Comme quoi, on peut être un vigneron du temps long et de son temps. 

Sources

Histoire de la vigne et du vin en France. Des origines au XIXème siècle, Roger Dion, C.n.r.s. édition, 2010 (réédition). 

Atlas historique du vin en France – De l’Antiquité à nos jours, Matthieu Lecoutre, éditions autrement, 2019. 

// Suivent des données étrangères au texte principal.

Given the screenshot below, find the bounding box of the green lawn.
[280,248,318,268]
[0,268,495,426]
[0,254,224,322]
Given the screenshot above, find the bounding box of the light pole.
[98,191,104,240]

Gigondas : Ses vins, sa terre, ses hommes, ouvrage collectif écrit par Georges Truc, Jean-Baptiste Amadieu et John Livingstone-Learmonth, Véronique Raisin et Louis Barruol, Bottin Gourmand, 2012.

Château de Saint Cosme

126 route des Florêts

84190 Gigondas

www.saintcosme.com

Restaurant Le Sot l’y Laisse

70, rue Alexandre-Dumas

Paris, 75011

+33 1 40 09 79 20

Déguster les vins du Poste à Paris

La Cave du Château, 31 Avenue Franklin Delano Roosevelt, 75008 Paris

Le restaurant coréen WOO JUNG, 8 Boulevard Delessert, 75016 Paris, collectionne les millésimes depuis plus de 15 ans.

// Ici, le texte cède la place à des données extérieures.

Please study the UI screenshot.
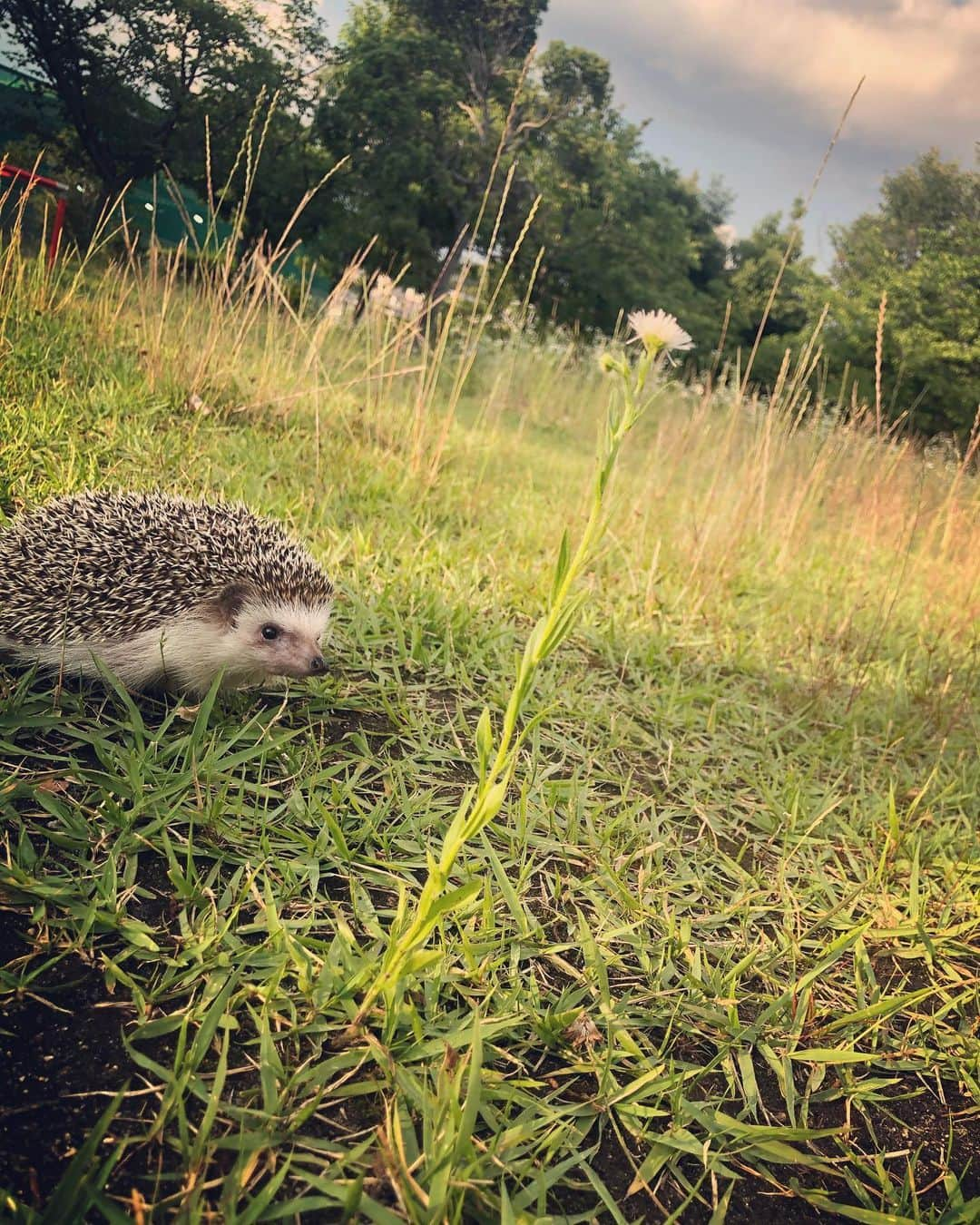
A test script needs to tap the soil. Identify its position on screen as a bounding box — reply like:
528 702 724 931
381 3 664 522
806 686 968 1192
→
7 910 980 1225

[1] En 1120, l’évêque de Vaison lègue un terrain contenant une vigne sur le territoire de la commune. Mais la culture de la vigne est bien plus ancienne encore que cela à Gigondas : elle remonte à l’Antiquité. Et c’est à Saint-Cosme que l’on en trouve les premières traces avec des cuves taillées dans le roc qui ont servi à la conservation du vin.

[2] Appelé claret en anglais, il s’agit d’un vin obtenu par foulage de raisins blancs ou noirs. Le moût est juste laissé en contact avec la rafle et la peau pour lui donner une couleur rouge pâle. La fermention est très rapide et le temps de garde limité.